Brady Receives Mentoring Award

Jeannine Brady, Ph.D.
Jeannine Brady, Ph.D.

Jeannine Brady, Ph.D., an associate professor of oral biology at the UF College of Dentistry, was one of four recipients of the 2008-2009 Doctoral Mentoring Award given at the Convocation of the University of Florida Colleges of Medicine & Dentistry Interdisciplinary Program in Biomedical Sciences.

The award recognizes excellence, innovation, and effectiveness in graduate student mentoring. Brady’s application was also selected or consideration among faculty from all college for the university-wide award. This years other recipients were Brian Cain (Biochemistry & Molecular Biology), Maurice Swanson (Molecular Genetics and Microbiology) and Margaret Wallace (Molecular Genetics & Microbiology).

“I am very honored to have been nominated and supported for this award by such high quality people who are and have been associated with my lab. It is heartwarming,” Brady said.

Brady described her mentoring style as “there is no one style.
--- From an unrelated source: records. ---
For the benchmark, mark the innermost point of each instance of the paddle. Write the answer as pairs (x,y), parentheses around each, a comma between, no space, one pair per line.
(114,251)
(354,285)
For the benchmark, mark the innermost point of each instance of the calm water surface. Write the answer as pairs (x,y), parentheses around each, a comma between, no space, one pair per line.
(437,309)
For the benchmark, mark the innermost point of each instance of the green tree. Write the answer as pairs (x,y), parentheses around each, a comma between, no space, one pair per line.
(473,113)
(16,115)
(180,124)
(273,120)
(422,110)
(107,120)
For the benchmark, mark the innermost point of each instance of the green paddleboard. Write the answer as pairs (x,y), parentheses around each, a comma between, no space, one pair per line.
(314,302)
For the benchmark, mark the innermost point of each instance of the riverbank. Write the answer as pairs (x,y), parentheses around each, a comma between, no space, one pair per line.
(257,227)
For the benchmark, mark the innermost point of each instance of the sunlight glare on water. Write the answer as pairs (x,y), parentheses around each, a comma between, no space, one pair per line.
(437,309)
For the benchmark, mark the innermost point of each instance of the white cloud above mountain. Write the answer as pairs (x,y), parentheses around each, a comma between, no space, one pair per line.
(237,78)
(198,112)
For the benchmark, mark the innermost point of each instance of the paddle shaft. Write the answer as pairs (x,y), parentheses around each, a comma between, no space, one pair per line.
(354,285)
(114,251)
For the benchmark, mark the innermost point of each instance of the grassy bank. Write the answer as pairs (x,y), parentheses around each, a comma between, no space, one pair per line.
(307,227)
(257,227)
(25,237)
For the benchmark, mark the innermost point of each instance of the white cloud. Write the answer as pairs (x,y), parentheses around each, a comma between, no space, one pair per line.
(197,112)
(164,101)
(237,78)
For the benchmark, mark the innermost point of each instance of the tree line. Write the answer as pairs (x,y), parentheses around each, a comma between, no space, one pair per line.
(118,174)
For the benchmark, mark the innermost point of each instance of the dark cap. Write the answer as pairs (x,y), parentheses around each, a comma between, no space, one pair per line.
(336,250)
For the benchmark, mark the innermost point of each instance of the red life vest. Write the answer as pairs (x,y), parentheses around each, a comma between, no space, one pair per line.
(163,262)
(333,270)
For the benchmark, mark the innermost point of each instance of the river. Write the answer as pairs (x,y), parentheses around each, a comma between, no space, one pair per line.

The only common denominators are to coax, cultivate, encourage, and reinforce with humor and optimism.  Each person I have mentored is so different, yet they are all so much the same.  Bright, hard working, self-motivated.”
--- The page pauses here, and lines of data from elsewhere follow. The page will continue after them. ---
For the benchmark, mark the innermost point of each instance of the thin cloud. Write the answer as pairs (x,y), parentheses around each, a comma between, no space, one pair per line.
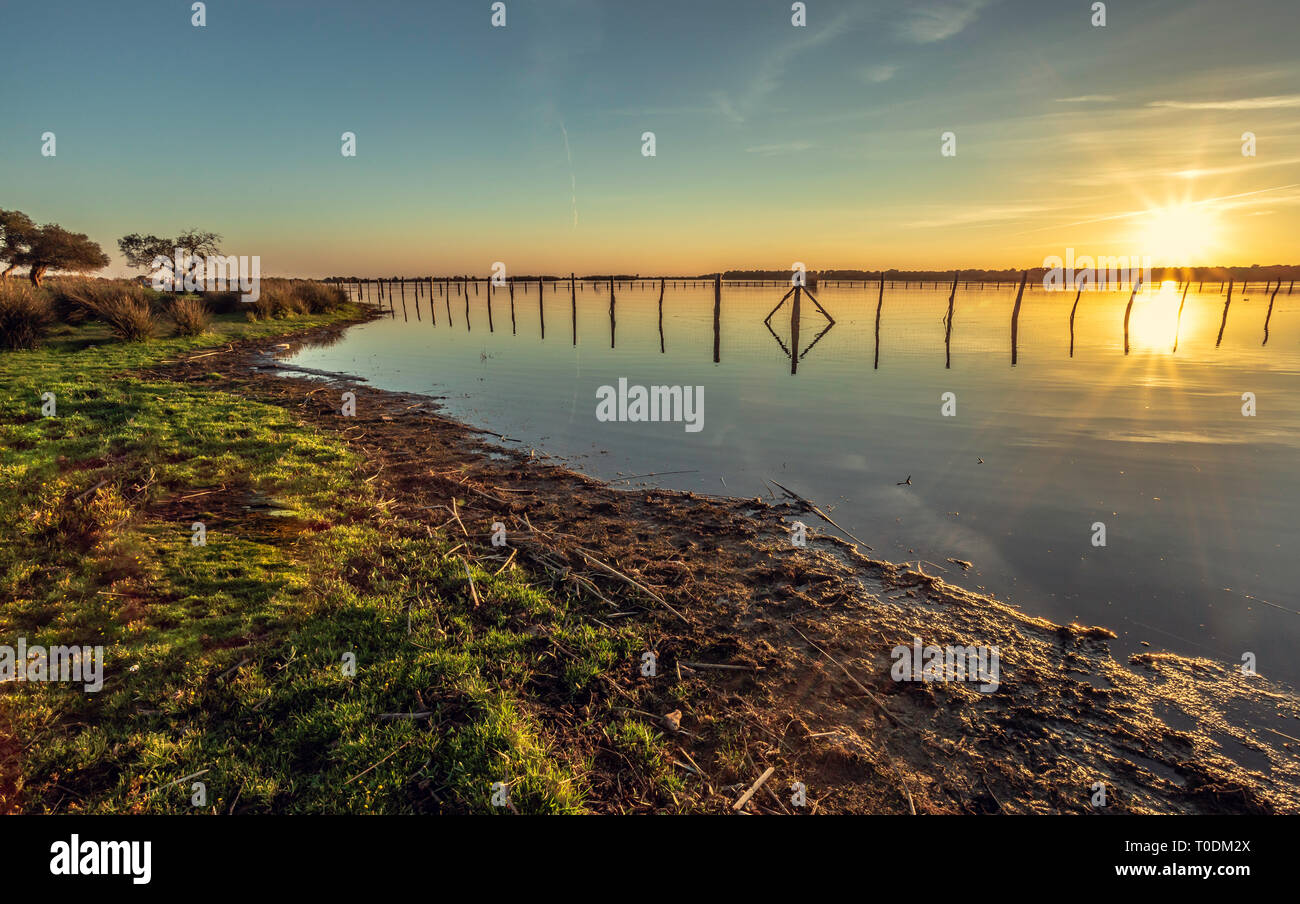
(879,73)
(939,20)
(1275,102)
(572,177)
(776,150)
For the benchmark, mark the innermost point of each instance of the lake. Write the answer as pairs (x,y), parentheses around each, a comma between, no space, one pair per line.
(1197,500)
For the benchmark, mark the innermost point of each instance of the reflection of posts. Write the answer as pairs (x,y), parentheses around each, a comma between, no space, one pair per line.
(1269,315)
(1178,324)
(1129,312)
(661,314)
(1015,318)
(1078,292)
(794,329)
(948,324)
(880,303)
(718,315)
(1226,305)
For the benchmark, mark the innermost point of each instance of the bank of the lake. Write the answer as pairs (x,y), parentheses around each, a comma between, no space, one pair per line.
(333,539)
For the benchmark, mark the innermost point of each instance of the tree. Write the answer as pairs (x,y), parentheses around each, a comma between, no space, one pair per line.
(193,245)
(48,247)
(16,232)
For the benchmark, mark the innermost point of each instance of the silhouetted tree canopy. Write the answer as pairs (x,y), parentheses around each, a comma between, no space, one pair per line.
(50,247)
(144,250)
(16,232)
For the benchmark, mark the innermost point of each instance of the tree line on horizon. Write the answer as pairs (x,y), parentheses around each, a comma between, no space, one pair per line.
(51,247)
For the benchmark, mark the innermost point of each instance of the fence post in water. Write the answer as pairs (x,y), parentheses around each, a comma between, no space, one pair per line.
(794,331)
(662,281)
(948,323)
(880,303)
(1225,314)
(1269,315)
(1015,319)
(1078,292)
(718,316)
(1129,311)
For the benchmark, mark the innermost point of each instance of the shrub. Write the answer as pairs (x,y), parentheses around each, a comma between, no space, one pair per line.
(125,307)
(190,315)
(224,302)
(25,315)
(320,298)
(277,299)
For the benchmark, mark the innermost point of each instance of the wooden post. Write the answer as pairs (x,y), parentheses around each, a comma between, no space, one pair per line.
(1015,319)
(794,332)
(880,303)
(1225,314)
(1129,312)
(1178,324)
(1269,315)
(1077,294)
(718,316)
(662,281)
(948,321)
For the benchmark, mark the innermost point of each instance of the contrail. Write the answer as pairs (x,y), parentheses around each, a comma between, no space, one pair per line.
(572,178)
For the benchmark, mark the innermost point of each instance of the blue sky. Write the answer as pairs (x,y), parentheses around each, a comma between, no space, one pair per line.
(774,143)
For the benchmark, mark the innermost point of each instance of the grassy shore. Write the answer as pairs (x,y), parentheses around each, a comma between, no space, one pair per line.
(228,658)
(365,539)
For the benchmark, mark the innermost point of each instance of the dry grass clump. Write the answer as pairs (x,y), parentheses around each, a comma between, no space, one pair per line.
(320,298)
(26,315)
(125,307)
(190,316)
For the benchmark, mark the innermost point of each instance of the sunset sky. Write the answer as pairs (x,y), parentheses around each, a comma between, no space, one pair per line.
(775,143)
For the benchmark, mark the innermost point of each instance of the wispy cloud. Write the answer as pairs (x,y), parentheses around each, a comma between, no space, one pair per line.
(939,20)
(1275,102)
(982,215)
(878,73)
(572,177)
(772,68)
(778,150)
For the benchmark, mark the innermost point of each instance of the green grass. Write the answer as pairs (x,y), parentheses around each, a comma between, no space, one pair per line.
(287,596)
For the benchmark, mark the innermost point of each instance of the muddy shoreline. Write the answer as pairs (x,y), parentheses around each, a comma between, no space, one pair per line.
(793,644)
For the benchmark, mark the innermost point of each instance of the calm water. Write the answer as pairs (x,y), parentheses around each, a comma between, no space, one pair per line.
(1200,502)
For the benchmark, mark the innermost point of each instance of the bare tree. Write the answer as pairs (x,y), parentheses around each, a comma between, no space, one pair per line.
(151,251)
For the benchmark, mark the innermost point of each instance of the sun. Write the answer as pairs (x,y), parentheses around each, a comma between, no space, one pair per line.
(1178,236)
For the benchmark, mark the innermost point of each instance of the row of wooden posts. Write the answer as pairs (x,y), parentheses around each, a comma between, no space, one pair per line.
(385,289)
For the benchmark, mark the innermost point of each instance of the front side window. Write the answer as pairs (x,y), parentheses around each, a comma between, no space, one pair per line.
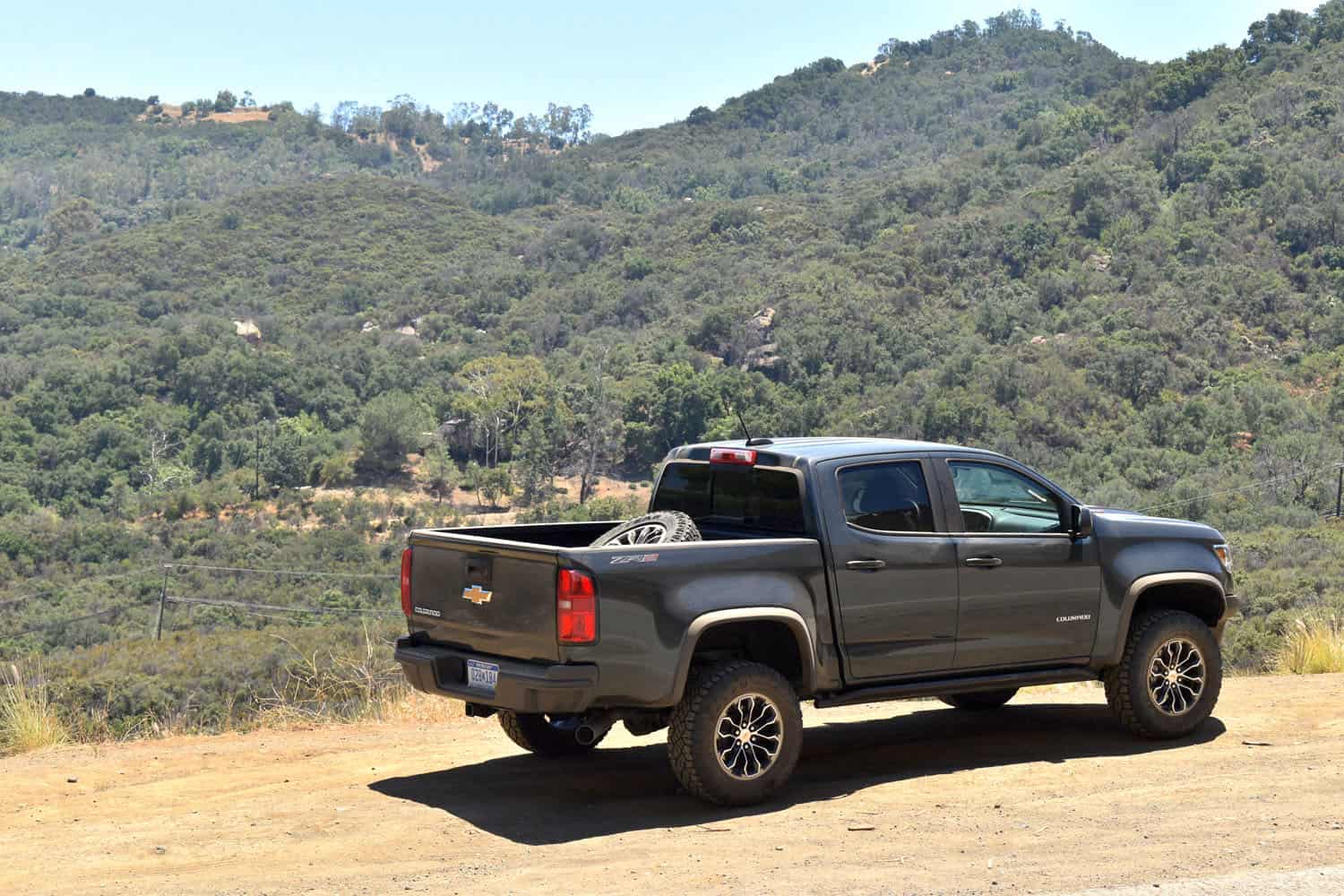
(887,497)
(995,498)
The nomination was submitted by her current graduate students, Sarah Palmer, and supported by letters from former graduate students. Brady has worked with four students completing their Ph.D.s, three post-doctorate student, three post-baccalaureate students, and many undergraduate and dental students who worked on various research projects.

It is telling that the students Brady mentored all went on to achieve their career goals. Of her four doctoral students, one works in corporate management for a major pharmaceutical company, one is on faculty at James Madison University in Harrisonburg, Va., and the third is a “CSI guy,” working in forensics for the Florida Department of Law Enforcement. The fourth is still with Brady, working on an academic post-doc.  Three students who worked on post-baccalaureate research with Brady all went on to complete medical school.

Her post-doctoral students have also achieved career success. One is on faculty at a school in his home country of Japan. One is currently a student at the UF College of Dentistry and plans to pursue academic dentistry. And another works for a biotechnology start-up company and is pursuing a master’s in entrepreneurship.

Brady’s Bits
Advice to her Students:

–Learn how to convey your results in a clear and concise manner.
–Don’t be afraid to say, “I don’t know.”  The best scientists not only know what they know, they know what they don’t know.
–Don’t be afraid to enlist the help of others, both within and outside of your discipline.
–Expand your horizons.  Read, relentlessly.  Also, don’t be afraid to ask questions in seminars, no matter who the speaker is.  You will not get the opportunity again.  Everything you learn will be useful.
–When it comes to the day-to-day grind of the bench, those eureka moments can be few and far between.
–If you’re not excited about coming in the morning get out now.  It should be fun.
–Work hard but take time away.  Some of your best ideas will come at surprising times when your brain relaxes, maybe even brushing your teeth or walking the dog.  –A Ph.D. is not a pre-conceived laundry list of experiments.  Like life, it is a fluid work in progress that adapts as you learn new things.
–Teach.  Give back.  Mentor each other.
–Be positive.  Even negative results tell you something.
–Just because something is in print doesn’t mean it’s true.
–Question dogma.
–Trust in your instincts.  Don’t follow rote protocols.
–In this day of kits, know how things work. 
–There’s no such thing as a dumb question.
–Mistakes are good, as long as you learn from them and don’t make them over and over again.
–Record keeping is a must.  You will be glad you wrote it down.
–Argue.  It is a good skill, and not an adversarial thing.